The coating of these electrodes contains organic materials that turn into gases
in the arc. About 30% of the coating weight is cellulose. In some countries,
paper pulp and wood powder are added to the coating in certain ratios to reduce
the amount of pure cellulose. These organic compounds in the coating decompose
in the arc to from carbon monoxide, carbon dioxide and hydrogen, which increase
the arc tension and thus, the welding arc becomes stronger and harder. Compared
with other types of electrodes, with the same current values, a 70% deeper
penetration is obtained with cellulosic electrodes.

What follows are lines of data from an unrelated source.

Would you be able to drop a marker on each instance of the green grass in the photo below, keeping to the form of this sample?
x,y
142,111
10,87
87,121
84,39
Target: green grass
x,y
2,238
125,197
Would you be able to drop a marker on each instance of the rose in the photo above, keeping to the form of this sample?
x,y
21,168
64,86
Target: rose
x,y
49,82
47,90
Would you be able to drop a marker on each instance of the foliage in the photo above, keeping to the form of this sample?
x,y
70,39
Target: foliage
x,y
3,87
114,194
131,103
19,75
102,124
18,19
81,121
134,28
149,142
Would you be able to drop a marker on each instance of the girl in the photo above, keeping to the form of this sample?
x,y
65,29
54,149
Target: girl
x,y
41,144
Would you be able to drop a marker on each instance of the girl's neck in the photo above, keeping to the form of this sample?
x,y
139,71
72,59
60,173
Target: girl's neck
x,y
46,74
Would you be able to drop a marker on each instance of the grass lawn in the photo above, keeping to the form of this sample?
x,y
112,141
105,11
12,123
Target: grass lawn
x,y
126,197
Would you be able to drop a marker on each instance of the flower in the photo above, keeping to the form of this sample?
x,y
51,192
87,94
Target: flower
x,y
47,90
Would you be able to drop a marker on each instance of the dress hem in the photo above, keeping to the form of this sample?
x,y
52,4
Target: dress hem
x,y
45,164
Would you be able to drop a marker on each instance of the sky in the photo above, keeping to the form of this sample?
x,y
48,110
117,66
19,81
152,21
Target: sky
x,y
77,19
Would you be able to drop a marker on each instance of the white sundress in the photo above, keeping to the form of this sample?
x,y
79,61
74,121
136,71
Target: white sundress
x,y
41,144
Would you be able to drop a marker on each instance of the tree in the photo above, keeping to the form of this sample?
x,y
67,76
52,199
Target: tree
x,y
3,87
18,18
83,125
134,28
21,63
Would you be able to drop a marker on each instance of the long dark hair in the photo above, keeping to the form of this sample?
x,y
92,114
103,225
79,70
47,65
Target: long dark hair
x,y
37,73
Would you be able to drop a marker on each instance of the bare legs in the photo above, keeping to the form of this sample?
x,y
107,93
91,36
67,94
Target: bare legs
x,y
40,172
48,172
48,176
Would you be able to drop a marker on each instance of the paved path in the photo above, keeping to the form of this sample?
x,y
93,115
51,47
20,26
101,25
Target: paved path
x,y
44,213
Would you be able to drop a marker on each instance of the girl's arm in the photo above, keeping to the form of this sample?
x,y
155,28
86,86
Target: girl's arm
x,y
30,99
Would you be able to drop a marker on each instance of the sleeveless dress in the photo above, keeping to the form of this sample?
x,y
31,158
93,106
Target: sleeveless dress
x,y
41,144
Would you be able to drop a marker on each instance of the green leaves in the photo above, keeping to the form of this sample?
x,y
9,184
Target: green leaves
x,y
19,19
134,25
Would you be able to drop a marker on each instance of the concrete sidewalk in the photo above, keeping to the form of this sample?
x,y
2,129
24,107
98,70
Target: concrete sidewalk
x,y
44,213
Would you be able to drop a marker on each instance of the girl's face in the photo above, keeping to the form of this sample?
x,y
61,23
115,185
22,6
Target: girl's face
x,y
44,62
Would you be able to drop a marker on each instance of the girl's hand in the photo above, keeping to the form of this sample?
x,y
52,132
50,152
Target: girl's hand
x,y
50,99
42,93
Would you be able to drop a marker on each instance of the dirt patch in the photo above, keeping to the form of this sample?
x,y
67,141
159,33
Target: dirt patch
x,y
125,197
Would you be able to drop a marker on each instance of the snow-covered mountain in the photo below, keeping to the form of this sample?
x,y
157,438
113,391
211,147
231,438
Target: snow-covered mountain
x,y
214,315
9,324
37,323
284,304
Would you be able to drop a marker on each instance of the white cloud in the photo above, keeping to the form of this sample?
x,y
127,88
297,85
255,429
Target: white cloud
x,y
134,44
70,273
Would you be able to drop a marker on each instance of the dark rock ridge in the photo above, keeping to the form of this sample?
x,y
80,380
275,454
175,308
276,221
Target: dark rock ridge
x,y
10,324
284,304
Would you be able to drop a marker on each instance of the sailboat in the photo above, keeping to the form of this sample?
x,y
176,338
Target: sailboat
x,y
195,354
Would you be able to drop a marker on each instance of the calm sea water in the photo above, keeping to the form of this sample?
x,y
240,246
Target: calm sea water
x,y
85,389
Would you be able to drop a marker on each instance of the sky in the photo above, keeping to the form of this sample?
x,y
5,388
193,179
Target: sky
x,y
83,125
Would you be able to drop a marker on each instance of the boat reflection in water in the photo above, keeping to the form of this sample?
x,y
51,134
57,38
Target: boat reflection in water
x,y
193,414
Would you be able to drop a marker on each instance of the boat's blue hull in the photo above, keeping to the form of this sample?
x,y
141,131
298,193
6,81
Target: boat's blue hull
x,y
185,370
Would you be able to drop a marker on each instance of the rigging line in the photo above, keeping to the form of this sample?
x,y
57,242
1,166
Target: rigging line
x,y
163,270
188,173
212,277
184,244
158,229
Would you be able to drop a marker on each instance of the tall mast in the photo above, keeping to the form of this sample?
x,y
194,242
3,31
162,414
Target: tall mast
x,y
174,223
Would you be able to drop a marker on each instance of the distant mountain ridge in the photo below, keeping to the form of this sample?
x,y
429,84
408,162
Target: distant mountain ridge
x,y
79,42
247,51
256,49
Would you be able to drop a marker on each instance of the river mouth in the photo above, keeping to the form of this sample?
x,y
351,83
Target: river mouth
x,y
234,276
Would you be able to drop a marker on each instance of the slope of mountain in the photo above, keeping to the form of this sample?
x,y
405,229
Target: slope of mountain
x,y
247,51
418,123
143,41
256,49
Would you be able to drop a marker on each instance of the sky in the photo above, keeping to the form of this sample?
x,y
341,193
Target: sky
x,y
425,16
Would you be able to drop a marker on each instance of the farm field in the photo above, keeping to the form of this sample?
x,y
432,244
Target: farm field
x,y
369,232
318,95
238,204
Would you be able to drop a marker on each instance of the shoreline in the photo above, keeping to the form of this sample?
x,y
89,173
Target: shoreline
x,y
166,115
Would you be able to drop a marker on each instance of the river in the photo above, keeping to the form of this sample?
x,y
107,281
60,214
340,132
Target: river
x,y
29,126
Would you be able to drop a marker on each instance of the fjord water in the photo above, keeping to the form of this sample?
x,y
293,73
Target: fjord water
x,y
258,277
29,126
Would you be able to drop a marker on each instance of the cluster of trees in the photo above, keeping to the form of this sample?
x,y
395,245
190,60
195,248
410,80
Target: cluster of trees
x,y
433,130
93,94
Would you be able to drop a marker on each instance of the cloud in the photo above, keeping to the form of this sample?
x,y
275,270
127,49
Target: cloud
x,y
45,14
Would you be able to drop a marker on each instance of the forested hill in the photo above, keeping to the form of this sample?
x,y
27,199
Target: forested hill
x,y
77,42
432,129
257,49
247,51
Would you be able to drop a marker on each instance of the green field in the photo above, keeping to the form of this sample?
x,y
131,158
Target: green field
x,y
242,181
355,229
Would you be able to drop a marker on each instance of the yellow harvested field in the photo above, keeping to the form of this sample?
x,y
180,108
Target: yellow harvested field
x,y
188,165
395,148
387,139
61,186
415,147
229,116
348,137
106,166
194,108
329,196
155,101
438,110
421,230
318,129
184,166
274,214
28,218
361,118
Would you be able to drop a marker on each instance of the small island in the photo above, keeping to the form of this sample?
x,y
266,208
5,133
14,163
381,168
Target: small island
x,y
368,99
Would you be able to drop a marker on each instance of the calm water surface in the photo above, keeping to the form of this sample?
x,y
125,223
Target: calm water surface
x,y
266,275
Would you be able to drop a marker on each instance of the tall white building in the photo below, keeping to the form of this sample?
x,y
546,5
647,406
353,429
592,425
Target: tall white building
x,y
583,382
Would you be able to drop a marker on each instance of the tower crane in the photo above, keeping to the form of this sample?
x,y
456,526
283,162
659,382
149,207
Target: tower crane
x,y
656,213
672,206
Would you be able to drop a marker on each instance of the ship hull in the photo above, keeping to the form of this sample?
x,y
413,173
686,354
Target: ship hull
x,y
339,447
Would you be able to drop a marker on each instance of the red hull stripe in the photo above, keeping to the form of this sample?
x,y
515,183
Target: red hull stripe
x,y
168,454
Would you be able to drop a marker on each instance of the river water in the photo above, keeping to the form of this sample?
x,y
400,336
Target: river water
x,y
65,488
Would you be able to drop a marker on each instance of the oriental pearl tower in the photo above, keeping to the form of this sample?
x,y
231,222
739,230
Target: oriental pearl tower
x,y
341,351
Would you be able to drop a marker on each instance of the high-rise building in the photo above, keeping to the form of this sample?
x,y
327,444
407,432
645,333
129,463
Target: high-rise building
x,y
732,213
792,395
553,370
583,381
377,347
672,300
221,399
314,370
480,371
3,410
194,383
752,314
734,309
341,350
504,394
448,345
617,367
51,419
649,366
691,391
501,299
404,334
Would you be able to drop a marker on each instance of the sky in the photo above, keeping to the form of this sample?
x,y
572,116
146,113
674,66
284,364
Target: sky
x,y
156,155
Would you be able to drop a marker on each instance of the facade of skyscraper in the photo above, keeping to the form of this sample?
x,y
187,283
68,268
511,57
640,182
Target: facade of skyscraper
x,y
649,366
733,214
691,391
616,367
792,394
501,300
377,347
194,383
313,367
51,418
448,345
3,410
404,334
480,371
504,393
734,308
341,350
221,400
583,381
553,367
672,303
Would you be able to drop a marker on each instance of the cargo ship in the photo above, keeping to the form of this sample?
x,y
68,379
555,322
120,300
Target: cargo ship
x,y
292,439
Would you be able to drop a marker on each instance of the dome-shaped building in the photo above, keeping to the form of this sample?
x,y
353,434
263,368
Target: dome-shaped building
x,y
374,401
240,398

This type of electrode is generally produced with thin or medium coating
thick nesses. When the coating is thin, a light amount of slag is formed on the
welding beam and the spatter loss is high. On the other hand, the gap filling
and vertical down welding capability as well as penetration of the weld obtained
by this electrode is good. Since this electrode can be used in every position
(particularly in vertical down), it has a wide range of applications in the ship
building industry and in the welding of pipelines with a wall thickness of less
than 12.5 mm. The cellulose that burns during welding forms a very good
protective gaseous atmosphere.

The main features of cellulosic electrodes are as follows:

- Deep penetrating welding in every position,
- Vertical down welding capability,
- Weld metal with good mechanical properties.

The titanium compounds in the coating provide arc stability as well as help clean
the slag easily. Adding a certain amount of ferromanganese to the coating makes it
possible to compensate for the manganese that is lost through oxidation during welding and to
deoxidize the weld pool. Since these electrodes are generally manufactured using a sodium
silicate binder, they can best be used with DC(+).